To understand how people would like to augment their speech with on-the-fly visuals, we conducted two brainstorming sessions. These results informed a design space for visually augmenting conversations.
3.2 Design Space for Augmenting Verbal Communication with Visuals
Two researchers organized participants’ responses with the affinity diagram approach. Informed by the set of low-level and high-level themes derived, we developed a design space for systems that augment verbal communication with visuals. We followed the design space analysis methods [
6] and held iterative discussion sessions. We identified eight key dimensions as detailed in Figure
2.
D1. Temporal. To augment verbal communication with visuals, systems can be either
synchronous or
asynchronous. The majority of prior systems provides augmentations asynchronously. Users either have to set up corresponding visuals before (
e.g., pre-configure visuals for an upcoming presentation, and trigger visuals by gestures and keywords [
42]), or select and edit visuals after the text is composed [
25,
51]. Our system falls in the paradigm of synchronous augmentation, where users select appropriate visuals on-the-fly while engaging in conversations.
D2. Subject. Visual augmentations of spoken language can either be used by the speaker to express their ideas (visualize their own speech) or by the listener to understand others (visualize others’ speech). The majority of prior art in this domain falls under the former paradigm, where speakers select and design corresponding visuals to support their speech. In our system, we aim to support both subjects and allow all parties to visually supplement their own speech and ideas.
D3. Visual. Participants in our formative study wish to augment speech using a variety of visuals. We identified three main aspects to consider when providing visual augmentations:
(1) Visual Content — what information to be visualized? A segment of speech contains different information that can be visualized. For example, consider the statement “I went to Disneyland with my family last weekend”. One could visualize the generic term Disneyland, a picture of I, or more specific, contextual information such as me and my family at Disneyland. The system should be able to disambiguate the most critical and relevant information to visualize in the current context.

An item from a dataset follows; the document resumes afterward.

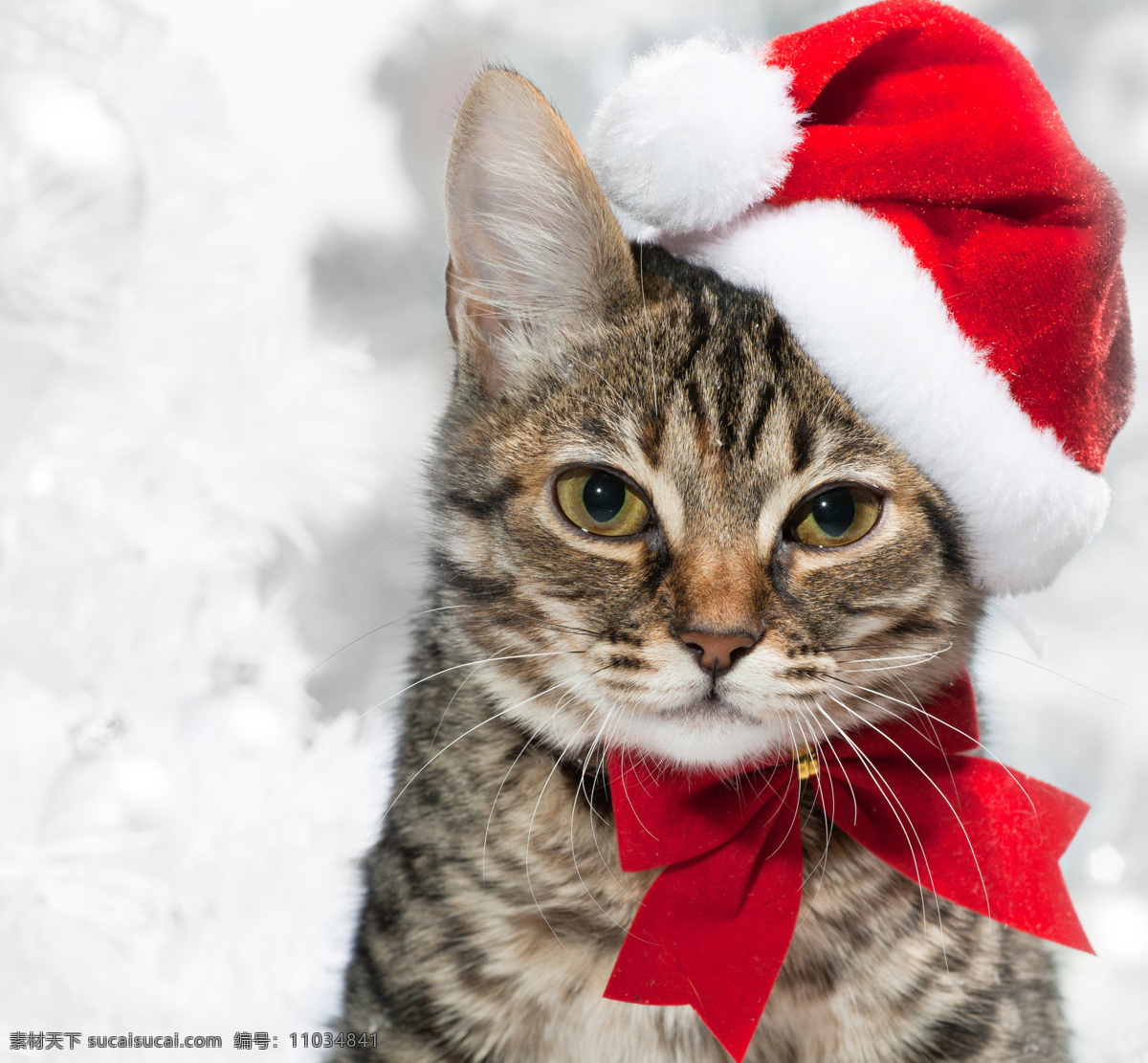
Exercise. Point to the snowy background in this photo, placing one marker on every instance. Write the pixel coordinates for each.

(2) Visual Type — how should the visual be presented? There are often multiple ways to present a visual, ranging from abstract to concrete. For example, the term Disneyland could be visualized as: an icon of Disneyland, a photo of Disneyland, an interactive 3D map of Disneyland, or a video of people riding a roller-coaster. While visuals may have similar meaning, they can evoke different levels of attention and provide different levels of detail.
(3) Visual Source — where the visual should be retrieved from? Different sources can be utilized for the visual augmentations, including both personal and public assets. One might want to retrieve personal photos from one’s own phone, or public images from the internet. While personal photos provide more contextual and specific information, images from the internet can provide more generic information with less privacy concerns.
Our system leverages a large language model optimized to consider the context of conversations, and identify the most appropriate visual content, type and source to suggest.
D4. Scale & D5. Space. Visual augmentations could be used in various communication scenarios, including one-on-one meetings, one-to-many lectures and many-to-many discussions. The number of participants and their location (e.g. in-person v.s. remote) can greatly affect best practices for such visual augmentations. We developed Visual Captions for existing video conferencing software to augment meetings at different scales, supporting one-on-one, one-to-many, many-to-many scenarios.
D6. Privacy. Visual augmentations should take privacy into consideration right at the beginning and allow users to select among multiple privacy options: 1) Privately shown visuals are only presented to the speaker, invisible to any audience. 2) Publicly shown visuals are presented to everyone in the conversation. 3) In-between, the visuals can be selectively presented to a subset of audiences. We provide speakers with options 1) and 2) and to privately preview the visualizations before displaying them to the audiences. Listeners could also use our system to privately see the visuals based on speech they hear.
D7. Initiation. 6 participants in our formative study wanted the least efforts to generate visuals during the conversation, and therefore prefer having the system proactively providing visual augmentations without user interaction. However, other participants would like to have more control over the visuals, including when to trigger them and what to show. To meet these different preferences, we designed three levels of AI proactivity: on-demand-suggest, auto-suggest, and auto-display.
D8. Interaction Participants mentioned six domains of potential interactions: speech (e.g., “let’s show an image here”), gesture (e.g., pinch), body pose (e.g., waving hands), facial expression (e.g., to trigger emojis), gaze (e.g., for selecting visuals from suggestions), and custom input devices (e.g., a controller). We support traditional input devices (e.g., keyboard, mouse, and touch screens) given their universal use in video conferencing. In Visual Captions, we trigger visual generation by understanding the language via speech-to-text engines or by user pressing the space bar. In the future, we can expand capabilities to enable interaction with body pose, facial expressions, and other devices.
During the session, participants discussed various potential use cases for Visual Captions and how they believe it would be helpful (Figure 3). Many participants expressed a desire to use Visual Captions for educational and casual scenarios, and said that they would appreciate the addition of visuals to make conversations more informative and clear.